Of course, we never forget our cats at Christmas. An interactive toy, a bag of treats (handed out judicially) and petting and rough housing. Which brings me to this observation:
Cats are independent, they don't listen, they don't come in when you call, they like to stay out all night and when they're home, they like to be left alone and sleep.
In other words, every quality that women hate in a man, they love in a cat.
One day a little boy on a ranch here woke up and sat down at the table expecting breakfast. However, his mother said, "You don't get any breakfast until you do your chores."
Ticked off, the boy goes out to do his chores.
When he goes to milk the cow, he kicks it.
When he goes to get eggs he kicks a chicken.
When he goes to feed the pigs, he kicks a pig.
When the little boy sits down his mother gives him a bowl of dry cereal.
"Where is the bacon, eggs and milk?" asks the little boy.
His mother replies, "I saw you kick the cow, so you don't get any milk; I saw you kick a chicken so you don't get eggs; and I saw you kick a pig so you don't get any bacon!"
Just as she finishes saying this, the boy's father comes down the stairs and kicks the cat.
The little boy looks up at his mother and asks, "Do you want to tell him, or should I?"

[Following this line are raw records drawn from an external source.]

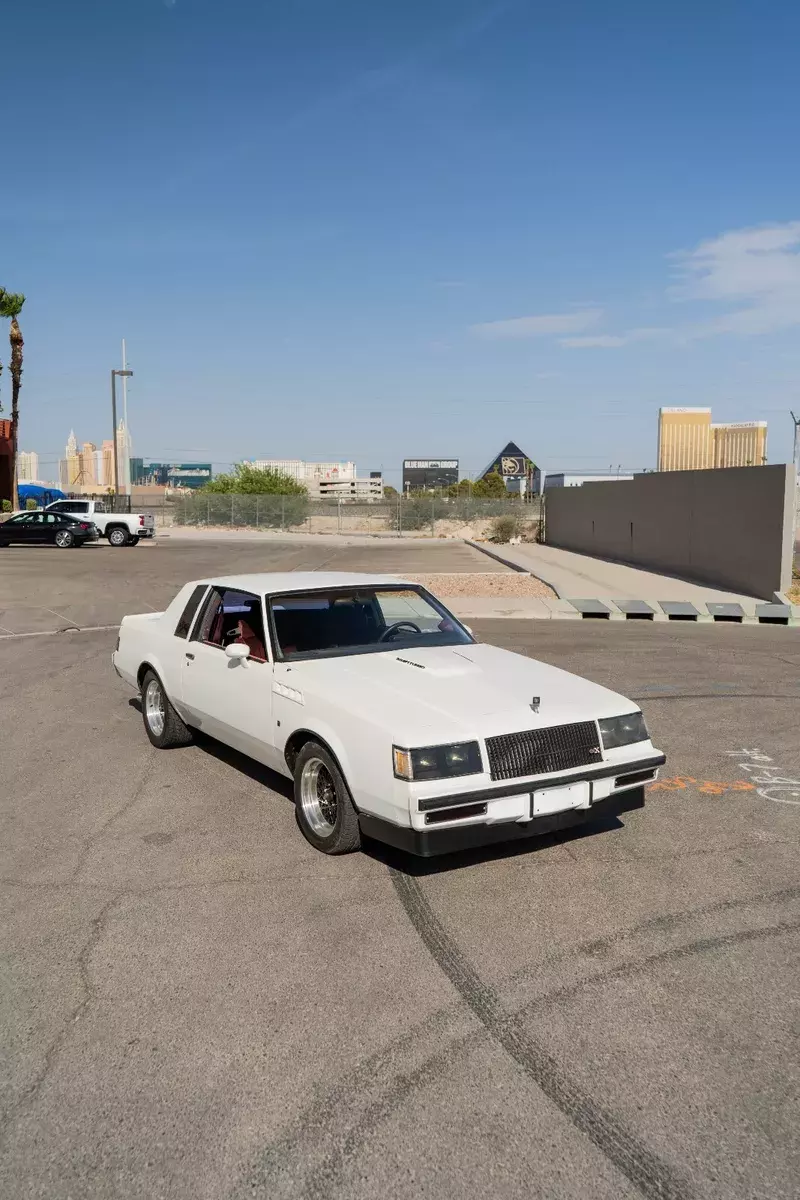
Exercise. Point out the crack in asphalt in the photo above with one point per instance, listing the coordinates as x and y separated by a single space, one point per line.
96 930
654 1177
94 839
312 1157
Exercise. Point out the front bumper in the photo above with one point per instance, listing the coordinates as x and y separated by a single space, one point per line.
429 843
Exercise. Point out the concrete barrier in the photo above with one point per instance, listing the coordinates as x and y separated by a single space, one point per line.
731 527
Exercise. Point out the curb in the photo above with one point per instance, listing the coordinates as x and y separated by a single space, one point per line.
515 567
653 611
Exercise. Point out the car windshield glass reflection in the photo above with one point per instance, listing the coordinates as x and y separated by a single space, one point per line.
361 621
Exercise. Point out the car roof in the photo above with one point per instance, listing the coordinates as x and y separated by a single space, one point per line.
271 583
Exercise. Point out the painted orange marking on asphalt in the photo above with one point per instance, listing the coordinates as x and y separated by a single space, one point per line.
705 787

And here's a letter from a New Mexico warrior defending our freedom:
Dear Ma and Pa:
Am well. Hope you are.
Tell Brother Walt and Brother Elmer the Army beats working for old man Minch. Tell them to join up quick before all the places are filled.
I was restless at first because you got to stay in bed till nearly 6 a.m. (but am getting so I like to sleep late.
All you do before breakfast is smooth your cot and shine some things --no hogs to slop, feed to pitch, mash to mix, wood to split, fire to lay. Practically nothing.
The guys have to shave, but they say it is not bad in warm water, and after I thumped a few of them, they don't tell nobody about why I don't need to shave.
Breakfast is strong on trimmings like fruit juice, cereal, eggs, bacon, etc., but kind of weak on chops, potatoes, beef, ham steak, fried eggplant, pie and regular food, but you can always sit between two city boys that live on coffee.
Their food plus yours holds you till noon, when you get fed.
It's no wonder these city boys can't walk much. We go on"route marches," which, the Sgt. says, are long walks to harden us. If he thinks so, it is not my place to tell him different. A "route march" is a casual stroll about as far as to our mailbox at home. Then the city guys all get sore feet and we ride back in trucks. The country is nice, but awful flat.
The Sgt. is like a schoolteacher. He nags some. The Captain is like the school board. Kernels. and Generals just ride around and frown. They don't bother you none.
I keep getting medals for shooting. I don't know why, the bull's-eye is near big as a chipmonk and don't move and it ain't shooting at you, like the Higsett boys at home. All you got to do is lie there all comfortable and hit it, you don'teven load your own cartridges. They come in boxes.
Be sure to tell Walt and Elmer and Mary to hurry and join before others get onto this setup and come stampeding in.